Maj Britt Jensen

 
As original contribution to knowledge, I put forward the term: critical inner experience.
 

Why did you decide to pursue a graduate degree?

Seven years of rich and varied non-academic experience, self-lead research-based artistic practice, and the two years of the MFA in Interdisciplinary Studies at the School for the Contemporary Arts (SFU) made clear to me that if I want to be able to make meaningful interventions to the field of contemporary art and combine my work as visual artist with generous and critical teaching —today’s classrooms require knowledge to be situated, interrogated, and updated through thought that acknowledges positionality, and happens in-between disciplines—then I need to strengthen my thought into something that can stand the dialogue with my visual production, while expanding the structure for the understanding of my (emergent and future) praxis. A graduate degree allows for the required time, space, and resources.

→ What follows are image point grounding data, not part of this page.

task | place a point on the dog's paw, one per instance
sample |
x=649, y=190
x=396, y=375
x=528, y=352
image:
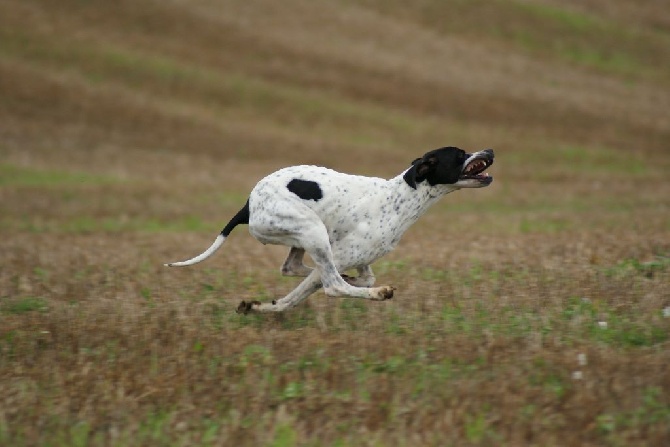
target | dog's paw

Why did you decide to study at UBC?

UBC and my program are the specific environment that will guarantee that rigorous critique and subversive creativity, research and artistic practice can be pursued simultaneously without having to organize any of the parts into a hierarchy; in-depth research, extensive writing, and above all the development of artworks across media (performative installations, re-enactments, videos, audios, and drawings). My research is a search for ethical and political kinds of connectivities and needs to be done within an institution that appreciates non-conformity and risk.

What is it specifically, that your program offers, that attracted you?

The decision to pursue the PhD in Gender, Race, Sexuality and Social Justice at the Social Justice Institute (UBC) is directly related to its socially and politically committed faculty, the interdisciplinary nature of the program, and the existence of the Critical + Creative Social Justice Studies research stream.